# Datasets

The basic structure of datasets should follow this example:


```treeview
├── source_1/
│   ├── method_a.png
│   ├── method_b.png
│   └── method_c.png
├── source_2/
│   ├── method_c.png
│   └── method_d.png
├── source_3/
│   ├── ...
```

Media files inside each folder correspond to different conditions or methods applied to the same source or context.
For example, different text-to-image models applied to the same prompt, or different compression methods applied to the
same audio file.

## References and anchors

Some experiments support *references* and *anchors*. These are files of known high or low quality.


```treeview
├── source_1/
│   ├── method_a.mp3
│   ├── method_b.mp3
│   ├── reference.mp3  (optional)
│   └── low.mp3        (optional)
├── source_2/
│   ├── ...
```

The names of these files are configurable and can be different for each dataset, but `reference.*`
is the default pattern for reference files.

## Configuration files

JSON Schema
Click [here](https://www.jsonschemavalidator.net/s/4evQ5y4k) to view the full config specification and validate your config.

Each folder may contain one or more configuration files:


```treeview
├── source_1/
│   ├── config.json   (optional)
│   ├── method_a.mp4
│   └── method_b.mp4
├── source_2/
│   ├── ...
```

These control the user interface of the experiment.
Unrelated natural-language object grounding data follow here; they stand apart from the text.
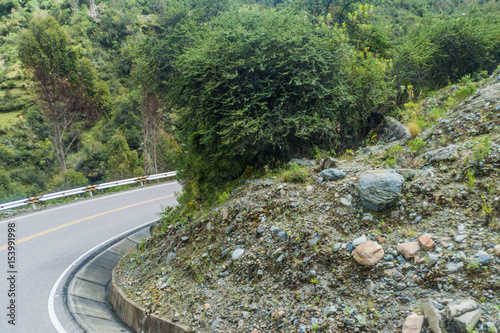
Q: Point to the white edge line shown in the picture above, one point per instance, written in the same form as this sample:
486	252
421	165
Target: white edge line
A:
52	312
71	204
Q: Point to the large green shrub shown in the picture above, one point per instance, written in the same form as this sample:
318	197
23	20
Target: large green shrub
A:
259	87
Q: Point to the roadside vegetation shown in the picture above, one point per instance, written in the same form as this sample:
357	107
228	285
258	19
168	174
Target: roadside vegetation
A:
220	90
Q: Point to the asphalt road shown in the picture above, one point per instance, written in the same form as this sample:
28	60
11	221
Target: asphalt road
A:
50	241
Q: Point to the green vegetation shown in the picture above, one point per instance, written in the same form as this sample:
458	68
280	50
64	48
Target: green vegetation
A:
221	90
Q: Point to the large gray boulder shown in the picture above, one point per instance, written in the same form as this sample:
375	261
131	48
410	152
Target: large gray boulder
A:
446	154
380	189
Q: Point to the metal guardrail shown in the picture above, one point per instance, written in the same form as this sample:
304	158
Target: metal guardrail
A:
80	190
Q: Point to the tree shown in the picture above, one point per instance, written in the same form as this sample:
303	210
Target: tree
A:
122	162
67	87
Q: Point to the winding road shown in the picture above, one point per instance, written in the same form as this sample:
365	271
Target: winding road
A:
50	242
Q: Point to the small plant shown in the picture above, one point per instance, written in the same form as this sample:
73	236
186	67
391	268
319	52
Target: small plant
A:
223	197
481	149
393	154
416	145
465	92
414	128
471	180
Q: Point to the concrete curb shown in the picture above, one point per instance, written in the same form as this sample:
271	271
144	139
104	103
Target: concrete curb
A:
87	291
138	318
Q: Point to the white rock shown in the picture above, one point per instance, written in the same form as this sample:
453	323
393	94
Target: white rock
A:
237	253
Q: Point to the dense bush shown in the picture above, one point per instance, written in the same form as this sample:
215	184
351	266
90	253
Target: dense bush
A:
440	52
258	88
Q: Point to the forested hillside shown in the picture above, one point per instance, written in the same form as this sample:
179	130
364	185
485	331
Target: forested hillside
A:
100	90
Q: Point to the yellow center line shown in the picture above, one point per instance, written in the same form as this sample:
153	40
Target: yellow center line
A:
84	219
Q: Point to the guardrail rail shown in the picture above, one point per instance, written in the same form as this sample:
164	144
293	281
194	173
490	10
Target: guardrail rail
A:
86	189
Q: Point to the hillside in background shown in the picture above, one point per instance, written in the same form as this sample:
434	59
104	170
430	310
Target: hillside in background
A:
224	88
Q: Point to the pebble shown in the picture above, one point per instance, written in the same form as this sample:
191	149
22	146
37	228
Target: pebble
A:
460	238
359	240
237	253
482	257
225	252
454	267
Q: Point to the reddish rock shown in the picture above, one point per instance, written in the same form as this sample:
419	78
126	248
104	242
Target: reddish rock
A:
368	253
426	242
413	323
408	250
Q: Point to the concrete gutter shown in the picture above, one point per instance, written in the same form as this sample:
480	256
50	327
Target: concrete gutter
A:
99	305
87	291
138	318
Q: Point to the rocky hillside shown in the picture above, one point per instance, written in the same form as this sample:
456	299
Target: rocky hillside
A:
399	236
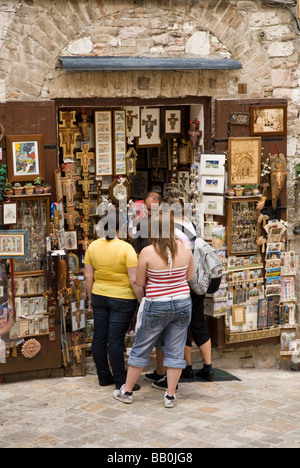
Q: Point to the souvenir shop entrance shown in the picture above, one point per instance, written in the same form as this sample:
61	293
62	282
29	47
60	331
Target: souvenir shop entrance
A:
93	152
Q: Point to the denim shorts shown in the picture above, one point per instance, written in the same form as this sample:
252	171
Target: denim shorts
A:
170	317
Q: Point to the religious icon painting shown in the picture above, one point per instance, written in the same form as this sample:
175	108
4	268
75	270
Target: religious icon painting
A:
244	161
212	164
103	143
172	123
25	157
120	142
150	128
132	121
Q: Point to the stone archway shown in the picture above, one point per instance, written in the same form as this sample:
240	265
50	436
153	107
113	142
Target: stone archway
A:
101	28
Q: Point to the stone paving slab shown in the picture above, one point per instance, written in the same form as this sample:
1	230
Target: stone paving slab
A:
263	410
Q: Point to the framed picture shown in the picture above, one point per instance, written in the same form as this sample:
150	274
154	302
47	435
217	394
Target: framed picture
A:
139	185
120	142
183	178
73	262
172	123
71	240
132	121
120	190
213	205
103	143
244	161
58	185
150	128
268	120
62	239
212	184
106	181
14	244
25	157
238	315
212	164
10	213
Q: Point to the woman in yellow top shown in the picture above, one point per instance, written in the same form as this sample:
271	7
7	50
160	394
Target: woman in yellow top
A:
110	268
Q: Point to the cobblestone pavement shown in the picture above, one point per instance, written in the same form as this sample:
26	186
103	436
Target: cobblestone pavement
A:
263	410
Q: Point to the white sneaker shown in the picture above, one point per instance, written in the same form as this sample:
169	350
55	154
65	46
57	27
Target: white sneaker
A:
170	402
124	397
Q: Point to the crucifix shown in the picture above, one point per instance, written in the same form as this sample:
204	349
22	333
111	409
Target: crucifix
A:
194	132
68	132
85	225
72	217
172	120
85	206
85	157
149	126
84	125
86	186
129	119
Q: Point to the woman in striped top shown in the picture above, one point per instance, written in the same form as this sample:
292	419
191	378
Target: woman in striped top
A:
164	268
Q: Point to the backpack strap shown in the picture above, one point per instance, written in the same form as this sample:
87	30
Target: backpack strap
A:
186	231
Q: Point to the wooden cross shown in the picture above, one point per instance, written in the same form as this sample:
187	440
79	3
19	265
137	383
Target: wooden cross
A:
85	206
86	227
72	217
195	133
84	125
86	186
69	188
129	119
149	125
68	133
85	157
173	119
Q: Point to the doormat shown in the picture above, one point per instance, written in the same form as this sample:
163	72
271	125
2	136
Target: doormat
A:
219	376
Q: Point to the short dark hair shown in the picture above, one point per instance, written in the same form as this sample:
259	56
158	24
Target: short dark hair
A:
112	223
149	193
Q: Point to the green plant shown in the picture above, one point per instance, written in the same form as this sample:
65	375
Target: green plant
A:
3	179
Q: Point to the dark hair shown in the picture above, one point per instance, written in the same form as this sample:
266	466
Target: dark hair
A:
112	223
149	193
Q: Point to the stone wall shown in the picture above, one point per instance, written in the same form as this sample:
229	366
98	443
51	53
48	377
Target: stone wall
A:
263	38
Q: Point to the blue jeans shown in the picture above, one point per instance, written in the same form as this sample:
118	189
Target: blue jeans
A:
173	319
112	317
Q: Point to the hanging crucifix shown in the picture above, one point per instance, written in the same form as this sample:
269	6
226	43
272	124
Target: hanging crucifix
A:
194	132
129	119
72	217
68	132
86	186
149	126
85	206
172	121
69	185
84	125
85	157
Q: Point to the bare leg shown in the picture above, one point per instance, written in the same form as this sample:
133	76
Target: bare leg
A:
173	376
133	374
188	355
205	350
160	369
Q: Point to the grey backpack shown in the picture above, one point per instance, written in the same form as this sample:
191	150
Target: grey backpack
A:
207	267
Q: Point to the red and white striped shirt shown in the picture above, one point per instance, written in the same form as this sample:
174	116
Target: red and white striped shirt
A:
167	283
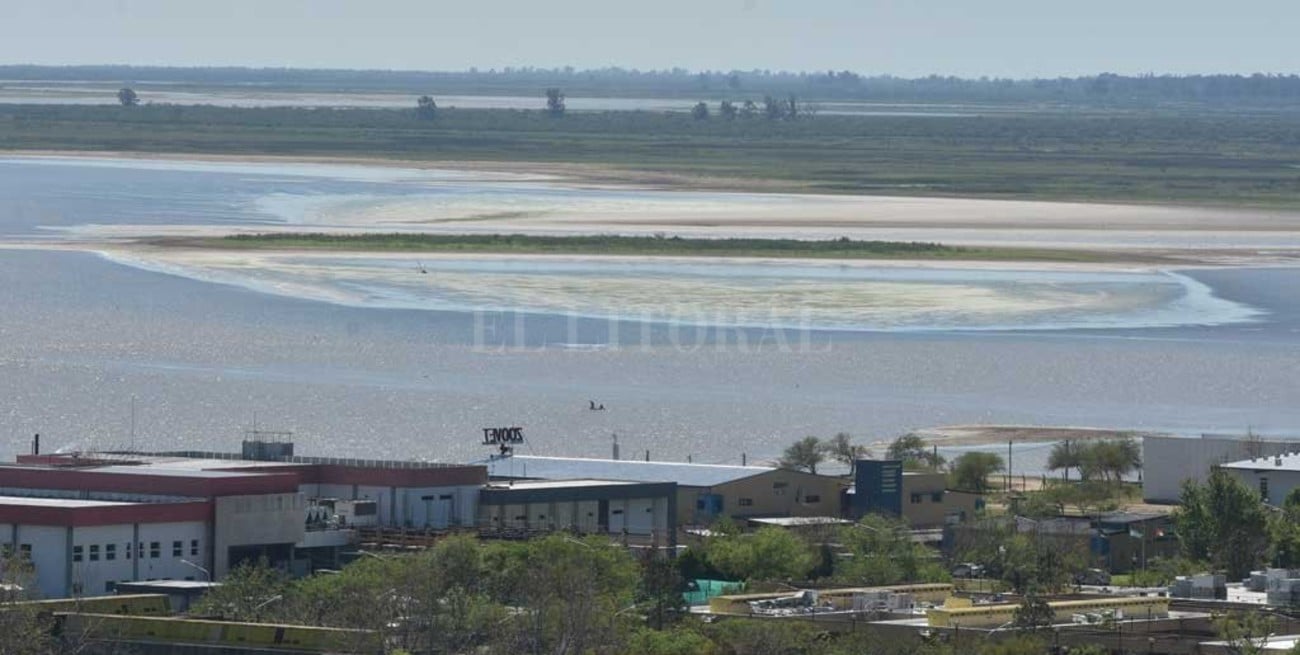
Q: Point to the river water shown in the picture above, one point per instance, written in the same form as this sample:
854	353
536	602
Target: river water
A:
368	356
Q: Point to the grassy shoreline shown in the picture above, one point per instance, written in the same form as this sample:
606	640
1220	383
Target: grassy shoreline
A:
628	246
1156	156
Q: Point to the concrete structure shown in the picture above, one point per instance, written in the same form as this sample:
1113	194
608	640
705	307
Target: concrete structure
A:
1171	460
618	508
92	521
705	491
833	599
919	498
960	612
1272	476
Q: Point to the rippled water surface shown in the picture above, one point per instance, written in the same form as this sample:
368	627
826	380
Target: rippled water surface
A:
368	356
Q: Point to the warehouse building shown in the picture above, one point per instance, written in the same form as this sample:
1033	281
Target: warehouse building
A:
919	498
1183	459
91	521
1273	476
644	512
703	491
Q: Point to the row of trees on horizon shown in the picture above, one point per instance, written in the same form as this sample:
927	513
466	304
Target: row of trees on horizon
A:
1105	87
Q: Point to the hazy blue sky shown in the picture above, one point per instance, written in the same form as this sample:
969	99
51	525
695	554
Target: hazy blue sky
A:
901	37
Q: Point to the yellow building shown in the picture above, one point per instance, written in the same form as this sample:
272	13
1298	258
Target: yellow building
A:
960	612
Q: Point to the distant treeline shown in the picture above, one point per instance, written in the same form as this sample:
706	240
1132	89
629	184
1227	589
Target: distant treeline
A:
844	85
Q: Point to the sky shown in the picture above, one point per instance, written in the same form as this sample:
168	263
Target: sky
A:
909	38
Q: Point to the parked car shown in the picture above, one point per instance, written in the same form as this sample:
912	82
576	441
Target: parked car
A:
1096	577
967	569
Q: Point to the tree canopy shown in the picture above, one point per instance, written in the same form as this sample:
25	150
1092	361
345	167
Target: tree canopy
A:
804	455
1223	523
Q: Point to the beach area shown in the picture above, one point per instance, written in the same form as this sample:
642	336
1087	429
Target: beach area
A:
696	354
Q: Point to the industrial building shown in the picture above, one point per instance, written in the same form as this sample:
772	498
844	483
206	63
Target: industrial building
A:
1191	459
92	521
705	491
919	498
645	511
1274	476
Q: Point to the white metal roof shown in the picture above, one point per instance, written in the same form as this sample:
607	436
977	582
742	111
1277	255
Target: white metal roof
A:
59	502
1286	462
629	471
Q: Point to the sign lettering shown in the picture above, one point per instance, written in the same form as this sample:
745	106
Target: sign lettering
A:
502	436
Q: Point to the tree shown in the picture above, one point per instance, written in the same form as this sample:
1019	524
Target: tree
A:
1246	633
661	590
971	469
772	108
1285	532
573	594
251	591
1064	456
555	102
24	630
425	108
882	552
804	455
843	450
768	554
914	452
1032	614
1109	459
1223	523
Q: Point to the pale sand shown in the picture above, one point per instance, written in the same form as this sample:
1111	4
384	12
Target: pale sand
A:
1132	233
1000	434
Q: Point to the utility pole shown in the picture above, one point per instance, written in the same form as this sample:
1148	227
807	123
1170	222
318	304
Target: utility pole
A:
1009	465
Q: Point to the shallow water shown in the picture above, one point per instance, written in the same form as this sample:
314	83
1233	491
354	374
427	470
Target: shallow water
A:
382	372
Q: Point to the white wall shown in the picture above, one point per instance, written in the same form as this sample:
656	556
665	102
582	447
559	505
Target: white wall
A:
255	520
406	506
59	575
1170	460
94	575
48	554
1279	482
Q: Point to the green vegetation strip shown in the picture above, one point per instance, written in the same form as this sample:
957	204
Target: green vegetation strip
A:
614	244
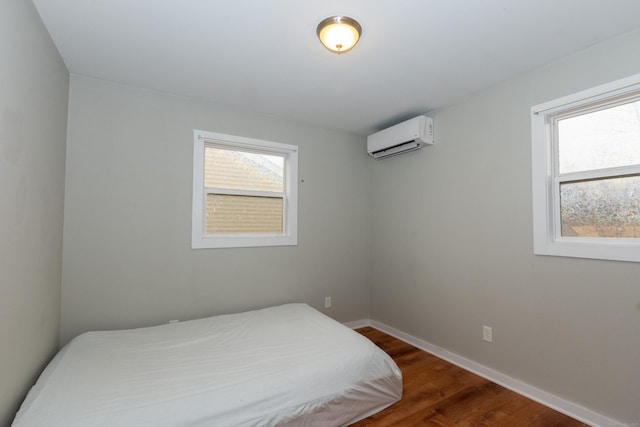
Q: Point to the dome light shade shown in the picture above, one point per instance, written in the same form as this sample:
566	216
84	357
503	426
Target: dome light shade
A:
339	34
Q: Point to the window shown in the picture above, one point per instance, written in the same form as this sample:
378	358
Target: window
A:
586	173
244	192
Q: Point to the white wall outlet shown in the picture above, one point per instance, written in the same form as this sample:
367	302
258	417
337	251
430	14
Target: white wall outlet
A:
487	334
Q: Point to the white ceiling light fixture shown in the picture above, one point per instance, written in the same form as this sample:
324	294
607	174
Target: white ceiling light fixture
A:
339	34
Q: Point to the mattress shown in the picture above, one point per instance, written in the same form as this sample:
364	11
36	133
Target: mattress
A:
282	366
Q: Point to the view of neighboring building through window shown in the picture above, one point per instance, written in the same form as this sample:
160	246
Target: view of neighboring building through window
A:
244	192
586	173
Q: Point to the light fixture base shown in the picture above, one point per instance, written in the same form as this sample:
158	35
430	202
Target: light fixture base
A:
339	34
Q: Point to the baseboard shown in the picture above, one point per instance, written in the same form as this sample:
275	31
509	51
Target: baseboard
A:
566	407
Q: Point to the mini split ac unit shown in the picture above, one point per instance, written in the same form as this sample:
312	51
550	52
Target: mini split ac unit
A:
401	138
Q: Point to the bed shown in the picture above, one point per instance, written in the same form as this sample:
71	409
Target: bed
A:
288	365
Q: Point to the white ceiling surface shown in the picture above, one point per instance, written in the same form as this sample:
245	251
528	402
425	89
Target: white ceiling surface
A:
263	55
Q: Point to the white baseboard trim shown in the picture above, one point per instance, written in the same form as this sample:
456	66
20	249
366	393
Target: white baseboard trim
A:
566	407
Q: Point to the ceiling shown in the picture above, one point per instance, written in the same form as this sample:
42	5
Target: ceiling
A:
263	55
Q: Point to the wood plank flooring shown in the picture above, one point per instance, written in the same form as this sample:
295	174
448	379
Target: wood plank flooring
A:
438	393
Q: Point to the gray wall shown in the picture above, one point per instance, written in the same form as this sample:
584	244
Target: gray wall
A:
127	256
453	250
34	86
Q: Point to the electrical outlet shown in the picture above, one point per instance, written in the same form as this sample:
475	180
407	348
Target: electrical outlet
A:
487	334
For example:


```json
{
    "title": "Audio listening test",
    "question": "Left or right?",
    "description": [
        "Is the sound coming from the left or right side of your headphones?"
    ]
}
```

This would be rendered as:

Experiment title and question
A more complex example which illustrates a description rendering as tags:


```json
{
    "title": "Alignment test",
    "question": "Which of the audio files better matches the following description?",
    "description": [
        {
            "genre": "jazz",
            "subgenre": "cool jazz",
            "is_instrumental": true,
            "is_live": true,
            "mood": "relaxed",
            "primary_instrument": "saxophone",
            "tempo": "slow"
        },
        "Live jazz recording with a mellow, late-night vibe – featuring smooth saxophone and brushed drums. Something similar to Stan Getz or Chet Baker that feels intimate and relaxed."
    ]
}
```

This would be rendered as:

Experiment title and question with tags
Each entry in the `description` array is rendered as a new line.

The name of the config file is configurable within each experiment, but `config.json` is the
default.

## Groups

Files may be grouped using the following syntax:


```treeview
├── source_1/
│   ├── method_a@upsampling=2.png
│   ├── method_a@upsampling=4.png
│   ├── method_a@upsampling=8.png
│   ├── method_b@upsampling=2.png
│   ├── method_b@upsampling=4.png
│   └── method_b@upsampling=8.png
├── source_2/
│   ├── ...
```

These groups are only used for visualization purposes. For example, to plot bit-rates against perceptual
quality as in the figure below:

Line graph results for CLIC2024
The parameters can be arbitrary numbers. Different methods may use different
parameters, and some conditions may have no parameters at all (e.g., `reference.png`).
However, note that each filename is treated as a separate
condition. To ensure that each condition is assigned a sufficient number of ratings, we
recommend that parameters are repeated across sources.